Unijni komisarze rozpoczęli już spotkanie, podczas którego mają podjąć decyzję o skierowaniu do Trybunału Sprawiedliwości Unii Europejskiej pozwu przeciwko Polsce. Chodzi o nowelizację ustawy o Sądzie Najwyższym. Jak ustaliła korespondentka RMF FM - polskiej komisarz Elżbiety Bieńkowskiej nie ma na sali, bo jest służbowo w Chinach.
Wiceszef KE Frans Timmermans położył na stół dwustronicowy dokument. Składa się on z trzech części - odpowiednio umotywowanej skargi właściwej, wniosku do TSUE o zastosowanie tzw. środków tymczasowych, czyli o zawieszenie wykonywania kontrowersyjnych przepisów ustawy do czasu wydania ostatecznego wyroku. Chodzi głównie o wstrzymanie odsyłania sędziów na wcześniejsze emerytury.
A trzecia część to wniosek o zastosowanie trybu przyśpieszonego co oznacza, że wyrok we właściwej sprawie może zapaść nawet do pół roku.

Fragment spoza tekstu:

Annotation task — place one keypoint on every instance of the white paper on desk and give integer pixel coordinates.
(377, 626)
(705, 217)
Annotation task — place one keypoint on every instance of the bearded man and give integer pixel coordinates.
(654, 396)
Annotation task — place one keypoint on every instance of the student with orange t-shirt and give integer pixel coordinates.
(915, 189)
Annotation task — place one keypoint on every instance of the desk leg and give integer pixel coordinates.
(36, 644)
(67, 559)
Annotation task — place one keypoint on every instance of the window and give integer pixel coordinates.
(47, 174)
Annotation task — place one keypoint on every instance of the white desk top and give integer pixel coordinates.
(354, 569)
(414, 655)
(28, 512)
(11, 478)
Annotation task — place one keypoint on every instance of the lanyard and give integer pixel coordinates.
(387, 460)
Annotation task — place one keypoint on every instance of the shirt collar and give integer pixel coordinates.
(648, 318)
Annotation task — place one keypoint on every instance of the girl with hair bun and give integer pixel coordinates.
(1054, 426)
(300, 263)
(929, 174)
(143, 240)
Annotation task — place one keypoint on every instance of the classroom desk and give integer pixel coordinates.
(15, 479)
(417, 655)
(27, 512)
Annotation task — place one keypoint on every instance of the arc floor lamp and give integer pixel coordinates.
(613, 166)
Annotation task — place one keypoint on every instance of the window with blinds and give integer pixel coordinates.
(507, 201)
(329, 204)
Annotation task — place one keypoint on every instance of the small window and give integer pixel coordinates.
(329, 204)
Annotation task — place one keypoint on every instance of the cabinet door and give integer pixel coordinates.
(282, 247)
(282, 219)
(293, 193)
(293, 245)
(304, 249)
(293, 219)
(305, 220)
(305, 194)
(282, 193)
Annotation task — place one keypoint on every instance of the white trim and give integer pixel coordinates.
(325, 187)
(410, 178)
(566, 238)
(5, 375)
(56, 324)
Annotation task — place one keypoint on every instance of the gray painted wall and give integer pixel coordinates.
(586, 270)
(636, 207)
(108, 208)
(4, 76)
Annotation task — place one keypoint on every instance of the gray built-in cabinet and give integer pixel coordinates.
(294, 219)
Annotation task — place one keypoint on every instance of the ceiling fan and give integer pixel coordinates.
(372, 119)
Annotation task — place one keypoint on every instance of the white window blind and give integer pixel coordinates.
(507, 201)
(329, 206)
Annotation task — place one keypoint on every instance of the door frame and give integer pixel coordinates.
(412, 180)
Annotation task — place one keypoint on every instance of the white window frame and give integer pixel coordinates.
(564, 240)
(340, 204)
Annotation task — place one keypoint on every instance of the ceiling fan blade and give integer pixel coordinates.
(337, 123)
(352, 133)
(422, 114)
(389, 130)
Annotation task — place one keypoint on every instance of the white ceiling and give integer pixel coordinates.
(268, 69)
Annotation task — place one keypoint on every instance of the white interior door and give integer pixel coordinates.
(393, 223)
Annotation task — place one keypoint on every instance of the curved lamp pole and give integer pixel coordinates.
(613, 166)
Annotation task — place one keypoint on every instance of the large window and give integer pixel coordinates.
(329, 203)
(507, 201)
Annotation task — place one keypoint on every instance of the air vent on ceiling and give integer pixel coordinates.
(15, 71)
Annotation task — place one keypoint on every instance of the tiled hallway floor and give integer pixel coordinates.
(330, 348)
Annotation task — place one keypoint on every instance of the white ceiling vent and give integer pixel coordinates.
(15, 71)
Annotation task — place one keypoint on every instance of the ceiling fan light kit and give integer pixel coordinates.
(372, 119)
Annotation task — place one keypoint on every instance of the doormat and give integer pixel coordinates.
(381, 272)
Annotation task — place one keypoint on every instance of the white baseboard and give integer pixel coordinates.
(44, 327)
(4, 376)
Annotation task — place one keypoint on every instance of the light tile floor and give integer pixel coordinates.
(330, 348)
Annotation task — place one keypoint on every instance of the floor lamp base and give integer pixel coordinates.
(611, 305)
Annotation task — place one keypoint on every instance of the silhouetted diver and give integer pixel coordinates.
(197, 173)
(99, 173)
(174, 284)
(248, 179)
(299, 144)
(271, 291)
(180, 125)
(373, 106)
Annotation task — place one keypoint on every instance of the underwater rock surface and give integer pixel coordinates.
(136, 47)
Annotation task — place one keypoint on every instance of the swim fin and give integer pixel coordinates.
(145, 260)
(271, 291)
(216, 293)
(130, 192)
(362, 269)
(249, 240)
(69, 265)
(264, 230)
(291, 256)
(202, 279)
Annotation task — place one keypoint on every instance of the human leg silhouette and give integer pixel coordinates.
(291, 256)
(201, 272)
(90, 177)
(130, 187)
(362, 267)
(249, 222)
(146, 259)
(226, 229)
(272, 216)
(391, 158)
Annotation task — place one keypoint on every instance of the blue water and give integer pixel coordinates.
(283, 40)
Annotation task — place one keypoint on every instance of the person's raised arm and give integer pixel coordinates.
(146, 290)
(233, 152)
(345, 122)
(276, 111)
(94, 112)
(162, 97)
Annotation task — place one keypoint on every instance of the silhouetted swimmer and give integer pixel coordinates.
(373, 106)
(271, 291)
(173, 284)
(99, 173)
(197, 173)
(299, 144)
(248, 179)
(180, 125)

Biorąc od uwagę tempo zmian, które zachodzą w SN widać, że KE chce uzyskać od Trybunału zabezpieczenie aż do wydania wyroku - komentował w rozmowie z RMF FM unijny prawnik i dodaje: To samo chciał uzyskać w swoim postanowieniu Sąd Najwyższy. Różnica jednak jest taka, że postanowienie SN polskie władze - ignorują, a postanowienia TSUE - zignorować nie będą mogły.